Aku, kadang sulit menerima komentar buruk. Aku tak terbiasa dengan kata-kata negatif. Sering mudah kecewa, mudah menyerah. Tapi bukan berarti setelah terpuruk aku tidak bangun lagi kok! Kata-kata cemooh memang asing di telingaku, tapi jadi asing juga untuk aku ucapkan, apalagi untuk orang yang tidak dikenal.

Nah, ini poinnya.

Sekarang justru orang sangat mudah ya mencemooh? Jujur, aku ‘salut’ lho sama netizen yang lihai jemari tangannya mengomentari orang-orang (yang mungkin tak mereka kenal, dan tak kenal mereka) di media sosial.
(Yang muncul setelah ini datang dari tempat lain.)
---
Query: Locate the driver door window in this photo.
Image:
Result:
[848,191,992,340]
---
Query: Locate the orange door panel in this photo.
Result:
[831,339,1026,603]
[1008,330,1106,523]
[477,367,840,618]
Hhmm.. macem cenanyang mereka itu. (baca: sok tahu).

Mengkritik itu boleh, toh kebebasan berpendapat memang sudah diatur oleh Undang-Undang di negara ini. Meluruskan sesuatu yang salah, juga boleh, toh dalam agama kita diwajibkan untuk mengingatkan saudara kita ke jalan yang benar.

Tapi, ada adabnya.

Jika, adab itu belum kita pahami, belum kita kuasai. Bisakah kita belajar untuk pintar mendengar terlebih dahulu? Sesederhana berusaha membaca caption di media sosial sampai habis. Karena banyak lho orang yang berkomentar tanpa membaca caption terlebih dahulu.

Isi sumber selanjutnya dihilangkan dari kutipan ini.